Bürgermeister und Baustadtrat intervenierten Anfang August wieder einmal zum Vorteil der G.Grasl GmbH (Grundstückseigentümerin) und fallen damit der Bürgerinitiative Kleine Hageln in den Rücken.
In der nächsten Gemeinderatssitzung am 26.09.2024 möchte sich der Bürgermeister nun nachträglich einen Gemeinderatsbeschluss für seine eigenmächtig zum regionalen Raumordnungsprogramm abgegebene Stellungnahme einholen. Dieses Vorgehen ist vermutlich nicht nur rechtswidrig, sondern zeigt auch, dass der Bürgermeister anscheinend lieber die Interessen der Bauwerber unterstützt, als für Natur, Ortsbild und Interessen der Bürger:innen von Bad Vöslau einzustehen.

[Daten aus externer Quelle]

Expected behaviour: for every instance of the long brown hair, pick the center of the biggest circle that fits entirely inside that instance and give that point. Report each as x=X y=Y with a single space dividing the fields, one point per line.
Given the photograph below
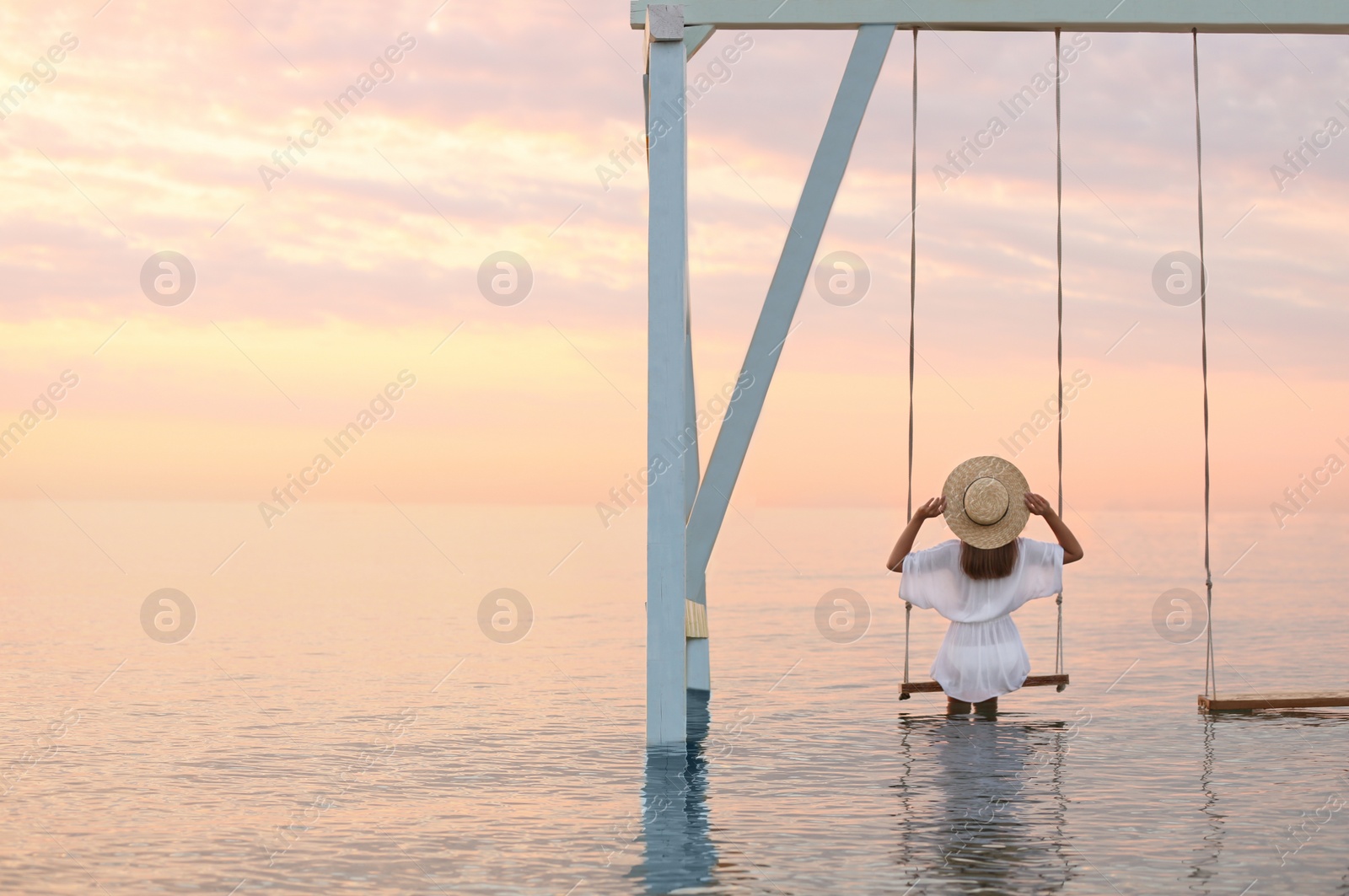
x=993 y=563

Die Bürgerinitiative hatte in der Vergangenheit auf die Widmungsproblematik des vermeintlichen „Parkplatzes“ aufmerksam gemacht – hier wäre schon seit 25 Jahren Grünland vorgesehen! Der vor Jahrzehnten gewidmete „Parkplatz“ ist tatsächlich auch nie verwirklicht worden, sondern ist eine unberührte Grünfläche mit zahlreichen Bäumen, Büschen und wertvollem Totholz, die entlang des Spazierweges in der Oberkirchengasse Richtung Gainfarner Schloss liegt.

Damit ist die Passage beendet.